2013年07月05日

山本 兼一



「ええもん ひとつ」山本兼一:著 文春文庫
時代は幕末の京都。骨董屋「とびきり屋」を営む夫婦の話し。作者は「利休にたずねよ」の山本兼一です。時代を経た日本文化(香道、茶道、日本画、陶磁器など多岐に渡っていて垂涎どすえ)が骨董の世界を背景にしながら、世情(桂、坂本、芹沢が登場)を切り抜ける心温まる夫婦を描いています。山本氏の作品には和紙の様な肌合いを感じます。徹底的な悲しみや苦悩も、この薄くても安易には破れないヒューマニズムが見えます。過激や派手さは表にはみえないけど、ストーリ-には綱渡りの場面があるけど誇張しないから、気が付かないのかもしれません。いい夫婦の物語です。巻末の解説は杉本博司です。氏の日本文化への思いが読めて何故か納得。「千両花嫁」も読みたい。


 
静岡新聞「親鸞」五木寛之の山口晃のカット絵です。
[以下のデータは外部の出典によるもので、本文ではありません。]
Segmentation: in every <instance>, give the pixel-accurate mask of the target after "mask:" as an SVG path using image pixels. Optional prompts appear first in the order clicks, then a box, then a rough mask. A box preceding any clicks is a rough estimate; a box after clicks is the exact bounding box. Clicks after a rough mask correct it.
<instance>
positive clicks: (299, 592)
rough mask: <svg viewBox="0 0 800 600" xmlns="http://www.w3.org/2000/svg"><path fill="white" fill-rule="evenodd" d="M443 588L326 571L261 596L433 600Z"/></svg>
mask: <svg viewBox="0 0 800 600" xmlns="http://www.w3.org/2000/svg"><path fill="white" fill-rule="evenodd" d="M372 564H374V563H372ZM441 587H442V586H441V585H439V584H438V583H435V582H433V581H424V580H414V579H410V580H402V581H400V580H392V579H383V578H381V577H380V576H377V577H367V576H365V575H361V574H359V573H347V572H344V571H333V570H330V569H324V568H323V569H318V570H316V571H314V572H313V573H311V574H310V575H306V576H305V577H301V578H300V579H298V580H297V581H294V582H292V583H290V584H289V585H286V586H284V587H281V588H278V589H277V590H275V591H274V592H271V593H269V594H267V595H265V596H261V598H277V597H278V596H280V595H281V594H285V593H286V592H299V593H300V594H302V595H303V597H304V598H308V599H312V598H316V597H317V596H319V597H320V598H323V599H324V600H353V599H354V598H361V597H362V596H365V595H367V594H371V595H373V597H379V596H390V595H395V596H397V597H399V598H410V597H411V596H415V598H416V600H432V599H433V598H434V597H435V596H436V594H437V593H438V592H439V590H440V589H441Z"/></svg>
しつこい、かな?みて判るようにペン、筆、鉛筆とそれらの特異性を生かしながら適格なアングルで描きます。ペンでは、くっきりした輪郭を取りながらも、重なった衣服の襞の柔らかさや草木の重なりを見ることが出来ます。なんて上手に書くんだろう。としか言えません。筆画に入れた色や薄墨もいいね。まだシツコク書くつもりなのだ。